12:名無しNIPPER[saga]
2018/02/17(土) 18:02:55.97 ID:rPbMqZ0L0
彼女は絵を描いていた。
あんなに、描けないと言っていたはずの。
すらすらと、脇目も振らずに、ただまっすぐ目の前の紙に鉛筆を滑らせるその姿からは、以前彼女が語っていた"恐怖"は一切見受けられなかった。
どんな魔法を使ったんだ、と胡依先輩を振り仰ぐと、彼女はふふんと胸を張って親指を突き立てた。

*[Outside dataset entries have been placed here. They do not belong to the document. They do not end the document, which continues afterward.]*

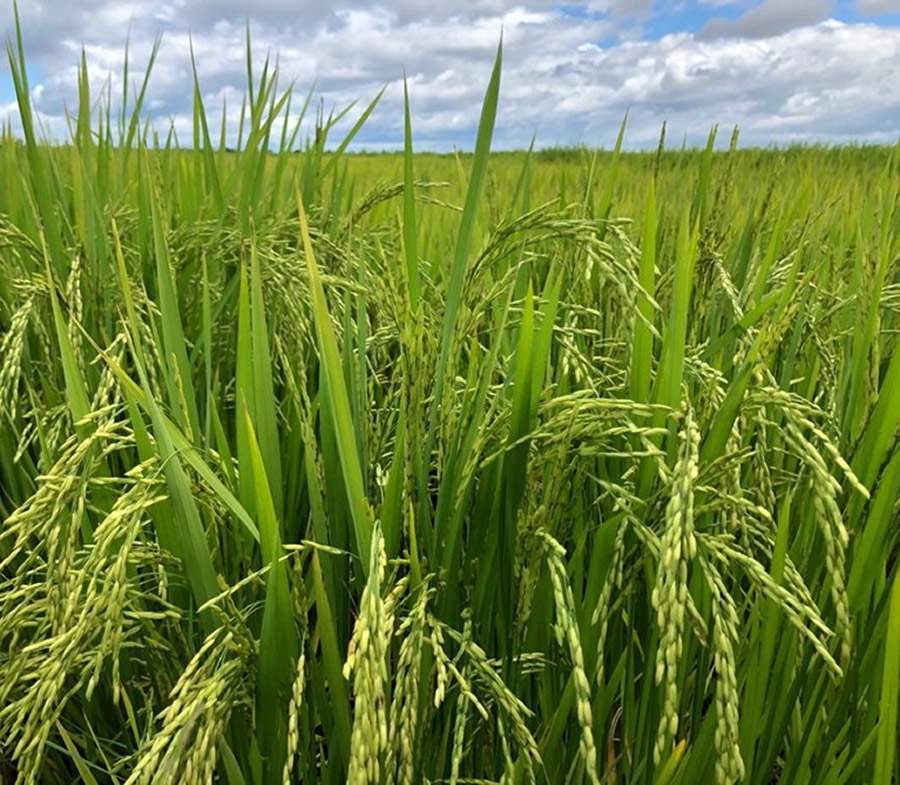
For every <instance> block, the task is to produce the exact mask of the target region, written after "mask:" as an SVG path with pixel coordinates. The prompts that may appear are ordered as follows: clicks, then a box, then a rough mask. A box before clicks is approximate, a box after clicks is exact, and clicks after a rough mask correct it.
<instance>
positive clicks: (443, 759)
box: [0, 39, 900, 785]
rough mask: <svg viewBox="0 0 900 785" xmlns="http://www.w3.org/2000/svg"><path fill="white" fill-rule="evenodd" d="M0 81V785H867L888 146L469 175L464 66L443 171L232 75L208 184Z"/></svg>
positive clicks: (589, 165)
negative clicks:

こちらからは何を描いているのかは窺い知れなくて、けれど、東雲さんが描いているものなら、きっといいものなのだろう。
時折手が止まると、先輩が落ち着いた声音で「大丈夫?」と声を掛け、それに対して東雲さんは「大丈夫です、ありがとうございます」と柔らかな微笑みを返す。
こういう会話を四、五回していた。
もはやこの時点で驚きはかなり大きいものだったが、それでもまだ、ほっとした気持ちの方が強かったように思える。
あまりの衝撃でメーターが振り切れてしまったのは、さて自分の作業に戻ろう、と身体の向きを直そうとした時だった。